The Stripe-checkout / OAuth-redirect / "Pay with X" popup flow has been the most brittle thing the agent does. v0.10 hardens it.

  • System-prompt addendum β€” three new rules in cdpHint.ts:
    • Rule 5 Popup-opening clicks β†’ browser_tabs(list) β†’ switch to the popup β†’ after window.close, refocus the opener via browser_tabs(select, 0) and re-snapshot. The opener's DOM may have updated via postMessage handlers in the interim.
    • Rule 6 OAuth-style redirect chains where the same tab idx silently changes origin underneath the agent. browser_tabs(list) URL is authoritative.
    • Rule 7 Cross-origin cookie/session updates: do NOT browser_navigate to same-origin to force a refresh (rule #2 still applies). The most likely cause is a slow / missing postMessage handler. Wait once via browser_wait_for_text(expected, 3000) before reporting.

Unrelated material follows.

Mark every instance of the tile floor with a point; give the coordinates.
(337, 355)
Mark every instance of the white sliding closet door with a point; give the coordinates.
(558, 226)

  • examples/payment-provider upgraded to a two-step card + OTP flow with simulated 600ms 3DS pre-check. Card 4242 4242 4242 4242, OTP 123456. Decline button on either step short-circuits to the same payment-result: declined postMessage. data-testid on every interactive control so e2e specs / benches target them deterministically. postMessage shape unchanged β†’ existing examples/e-commerce handler still works.
  • pnpm bench-multi-tab β€” new benchmark script. Runs N iterations of the full e-commerce β†’ PayHover checkout flow, reports success rate, median wall time, median turns, median cost. Companion to pnpm bench-ttfb. Use it to A/B prompt changes across branches.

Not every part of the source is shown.